TheCorporateCounsel.net

July 7, 2011

Shareholder Proposals: The Rise of Rebuttals to Company’s Statements in Opposition

Until this year, I think it was fairly rare that a shareholder proponent would bother to file something with the SEC to disagree with a company’s Statement in Opposition to the shareholder proposal. These Statements in Opposition are disclosed in a company’s proxy statement directly after the 500-word-or-less proposal and are governed by Rule 14a-8(m).

Under that rule, the company must provide a copy of its Statement at least 30 calendar days before definitive proxy materials are filed (or a 5-day timeframe if the SEC Staff requires the proponent to revise its own proposal under a no-action response). Once a proponent sees the company’s Statement, it can contest what it says if it feels its materially false and misleading with the SEC Staff.

In the alternative, the proponent can just “go public” with how it feels about the company’s Statement if it first files a Notice of Exempt Solicitation under Rule 14a-6(g) – the information in this Notice can then serve as the proponent’s formal rebuttal (technically, the proponent doesn’t have to file this Notice unless they cross the $5 million ownership threshold of Rule14a-6(g). For the larger institutions, you can assume that to be the case, but necessarily for the smaller ones – thus, not all of these responses get filed with the SEC).

With the ability for proponents to easily publicize their views on the Web, it seems that proponents are now more willing to publicize their displeasure about how a company comments on their proposal by filing a Notice of Exempt Solicitation with the SEC rather than just complaining to the Corp Fin Staff. For example, As You Sow filed this Notice of Exempt Solicitation recently relating to a fracking proposal submitted to Exxon Mobil. And here’s another one filed by As You Sow rebutting First Energy’s Statement in Opposition. And here is one from the Detroit Province of the Society of Jesus sent to OM Group. Hat tip to Simon Billenness for pointing this trend out and Keir Gumbs for being the legal beagle!

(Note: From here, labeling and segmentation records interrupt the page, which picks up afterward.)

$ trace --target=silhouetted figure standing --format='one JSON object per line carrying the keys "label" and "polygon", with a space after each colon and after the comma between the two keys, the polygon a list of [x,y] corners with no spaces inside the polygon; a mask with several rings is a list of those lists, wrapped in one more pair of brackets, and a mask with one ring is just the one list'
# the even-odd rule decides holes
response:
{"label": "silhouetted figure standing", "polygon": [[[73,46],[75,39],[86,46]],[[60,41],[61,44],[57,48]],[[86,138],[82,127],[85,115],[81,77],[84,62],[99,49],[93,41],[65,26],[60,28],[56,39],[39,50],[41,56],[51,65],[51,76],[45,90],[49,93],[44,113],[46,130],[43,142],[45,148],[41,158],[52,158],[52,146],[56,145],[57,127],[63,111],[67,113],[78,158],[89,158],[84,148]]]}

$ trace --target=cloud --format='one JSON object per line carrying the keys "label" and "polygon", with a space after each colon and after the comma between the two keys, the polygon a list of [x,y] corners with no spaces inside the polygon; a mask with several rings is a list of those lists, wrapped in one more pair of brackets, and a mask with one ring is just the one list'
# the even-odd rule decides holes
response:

Study: A Ten-Year Comparison of Restatements

In a recent study, Audit Analytics looked back over ten years of restatements and, among other things, found the following:

– The quantity of restatement and non-reliance disclosures peaked in 2006 with 1795 disclosures.

– Each of the three years thereafter experienced a decline in the number of disclosures with 683 restatements in 2009.

– After three years of decline, financial restatements experienced an uptick in quantity in 2010, largely due to non-accelerated filers, but the severity remained low.

– In 2010, the number of restatements disclosed by accelerated filers decreased.

We have posted the study in our “Restatements” Practice Area.

Managing Foreign Subsidiaries

In this podcast, Kevin Penzien of Citco Corporate Services explains how companies manage the complexities of multiple foreign subsidiaries, including:

– Why should foreign subsidiaries be a priority for the corporate secretary? Don’t they have bigger fish to fry?
– Why not just hire local outside counsel to assist with foreign subsidiaries?
– Which foreign markets are particularly hot among your clients? And which jurisdictions are most difficult for US multinationals to manage legal entities?
– What are the typical foreign subsidiary implications in M&A transactions?